A call for better cultural competency training
At Jefferson, a group of students involved in preparing the letter critical of Tykocinski met last month with Lopez. Students afterward said they would wait to see whether the university took any concrete actions.
In their letter, students have asked for a number of measures from Jefferson.
They want Tykocinski to clarify whether he agrees that transgender surgery is akin to child mutilation.
When this question was posed to the president by The Inquirer, he said: “This is not my clinical area of expertise. In general, any issue involving children should be referred to clinical experts at children’s hospitals who offer the full complement of services necessary.”
At the same time, he did say he did not think vaccines were harmful and that diversity efforts were “extremely important” to him.
“Trans healthcare is the only matter in which Dr.
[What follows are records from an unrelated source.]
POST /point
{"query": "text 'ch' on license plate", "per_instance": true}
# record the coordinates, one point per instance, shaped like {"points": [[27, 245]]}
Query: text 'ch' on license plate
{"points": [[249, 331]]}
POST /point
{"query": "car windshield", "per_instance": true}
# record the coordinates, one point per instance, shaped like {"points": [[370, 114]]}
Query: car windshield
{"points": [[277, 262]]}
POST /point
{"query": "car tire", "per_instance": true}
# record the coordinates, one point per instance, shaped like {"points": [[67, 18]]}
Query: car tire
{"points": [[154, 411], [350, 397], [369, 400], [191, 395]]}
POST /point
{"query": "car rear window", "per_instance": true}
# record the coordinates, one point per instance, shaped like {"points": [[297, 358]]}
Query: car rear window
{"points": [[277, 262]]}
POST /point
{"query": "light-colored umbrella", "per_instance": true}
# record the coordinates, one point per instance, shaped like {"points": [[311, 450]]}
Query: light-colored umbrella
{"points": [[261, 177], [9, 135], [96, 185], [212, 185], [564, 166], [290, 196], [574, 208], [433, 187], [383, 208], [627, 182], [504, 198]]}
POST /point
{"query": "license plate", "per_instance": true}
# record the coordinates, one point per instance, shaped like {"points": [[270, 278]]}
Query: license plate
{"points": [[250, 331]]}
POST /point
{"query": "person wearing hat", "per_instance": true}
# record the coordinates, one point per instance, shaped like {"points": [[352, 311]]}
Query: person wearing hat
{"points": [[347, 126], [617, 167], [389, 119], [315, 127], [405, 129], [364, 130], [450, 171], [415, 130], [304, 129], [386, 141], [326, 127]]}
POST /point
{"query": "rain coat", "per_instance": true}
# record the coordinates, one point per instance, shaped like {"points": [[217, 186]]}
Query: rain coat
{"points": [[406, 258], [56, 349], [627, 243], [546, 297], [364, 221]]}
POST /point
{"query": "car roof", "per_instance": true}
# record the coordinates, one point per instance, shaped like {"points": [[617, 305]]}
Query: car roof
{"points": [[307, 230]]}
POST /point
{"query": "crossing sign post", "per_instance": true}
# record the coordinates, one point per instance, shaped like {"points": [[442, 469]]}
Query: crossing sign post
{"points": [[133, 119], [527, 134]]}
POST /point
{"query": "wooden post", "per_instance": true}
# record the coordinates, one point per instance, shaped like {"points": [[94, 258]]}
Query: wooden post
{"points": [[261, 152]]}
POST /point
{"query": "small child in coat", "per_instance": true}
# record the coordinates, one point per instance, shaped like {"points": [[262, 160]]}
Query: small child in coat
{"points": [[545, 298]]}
Tykocinski seems to equivocate,” the students wrote in their letter.
The students are asking for “safe spaces” and town halls for students and faculty to develop a plan on how the college will recruit and retain faculty and staff of color and institute better sensitivity and cultural competency training.
They want Jefferson to add gender-affirming care to students’ health insurance.
Several students and alumni told The Inquirer that their attempts to get the medical school to publish an “out list” of faculty who are openly LGBTQ were denied. The list, for which inclusion would be optional, would aid students in finding mentors and show prospective students the extent of Jefferson’s cultural competence, said Anthony DeLuca, a 2022 Jefferson medical graduate who is in his first year as a psychiatry resident in Miami, Fla.
He said he was the third student to request an out list, but the office of diversity and inclusion told him Tykocinski denied it. He was not permitted to speak to the president, he said.
“While [Tykocinski] was made aware of other schools Harvard, Penn, etc. that have had them for a while, it didn’t make a difference,” DeLuca wrote in an email.
Lopez said in his response to The Inquirer that the university is working with LGBTQ+ students to create that “resource” and make it available to all students.
A Black student who was involved in writing the letter but who asked not to be identified because she feared retaliation said she knew Jefferson didn’t have strong diversity numbers when she applied, but she had heard the school was making strides to improve. She was disheartened to find that faculty didn’t have the necessary sensitivity training to best deal with students from underrepresented groups, she said.
In the meantime, she said she found a safe community with other underrepresented students. Now, they want to make Jefferson a better place, she said.